I left the job where I worked with the person that held my authorship secret goal, and we recently connected over lunch to catch up. I was carrying on about wanting more, desiring creativity – I wanted to write a book even!

“Yes!” she said, “I remember you saying that 10 years ago.” 

Ooof. She did not mean it unkindly, she is Candadian – they are never unkind. But she is a truth teller. And boy I needed to hear that truth. It was definitely kinder than my high school basketball coach’s “encouragement” when I was indecisive: “Shit or get off the pot, Susan!” But it still packed a punch. 

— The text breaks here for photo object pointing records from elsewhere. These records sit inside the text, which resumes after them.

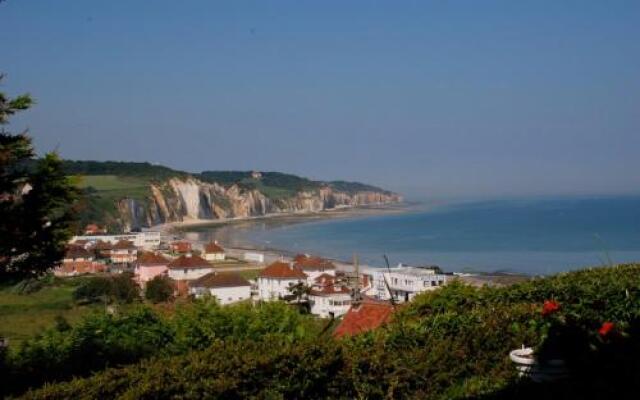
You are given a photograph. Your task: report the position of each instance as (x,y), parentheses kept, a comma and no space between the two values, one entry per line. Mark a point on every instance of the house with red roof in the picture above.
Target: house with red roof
(275,280)
(148,266)
(73,268)
(367,315)
(329,298)
(189,267)
(213,252)
(226,287)
(123,252)
(180,247)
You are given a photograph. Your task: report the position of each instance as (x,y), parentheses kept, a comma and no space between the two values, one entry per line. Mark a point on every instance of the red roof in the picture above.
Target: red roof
(181,246)
(124,245)
(325,279)
(148,258)
(187,261)
(363,318)
(213,248)
(282,270)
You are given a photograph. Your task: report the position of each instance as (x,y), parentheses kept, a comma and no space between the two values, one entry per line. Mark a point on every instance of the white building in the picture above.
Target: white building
(405,282)
(226,287)
(275,280)
(149,240)
(328,299)
(213,252)
(189,267)
(314,267)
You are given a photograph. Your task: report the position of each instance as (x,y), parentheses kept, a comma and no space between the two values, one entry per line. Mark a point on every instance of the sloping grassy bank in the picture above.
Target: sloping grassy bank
(452,343)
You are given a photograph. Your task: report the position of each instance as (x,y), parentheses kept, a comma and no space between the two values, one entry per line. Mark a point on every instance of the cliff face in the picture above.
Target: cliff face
(189,199)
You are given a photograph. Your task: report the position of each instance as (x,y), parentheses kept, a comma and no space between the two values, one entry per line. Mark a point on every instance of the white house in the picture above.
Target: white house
(148,240)
(226,287)
(329,299)
(77,254)
(213,252)
(189,267)
(313,267)
(275,280)
(405,282)
(148,266)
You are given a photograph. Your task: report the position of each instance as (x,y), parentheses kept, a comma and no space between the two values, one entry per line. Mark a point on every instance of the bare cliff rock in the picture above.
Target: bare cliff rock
(184,199)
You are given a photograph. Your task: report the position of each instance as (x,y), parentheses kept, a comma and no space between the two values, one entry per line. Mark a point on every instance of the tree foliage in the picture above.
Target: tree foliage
(36,202)
(448,344)
(159,289)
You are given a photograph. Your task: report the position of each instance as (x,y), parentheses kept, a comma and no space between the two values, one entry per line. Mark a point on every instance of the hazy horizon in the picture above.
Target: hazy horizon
(429,99)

Julie’s words have haunted me since. Haunted me into action. Since that fateful chat, I have:

  • Started this blog
  • Written about things more personal than someone else’s mediocre book.
  • Put up money to join an online writing community
  • Scheduled writing days into the calendar and honored that writing time

Time is going to pass whether I am writing or not. Am I willing to let another 10 years go by having a desire out there and not fill it? No, I am not.

What about you? What goals are you sitting with? Do you have a truth teller in your camp that can help you get moving? Why do you think you have not taken the first step?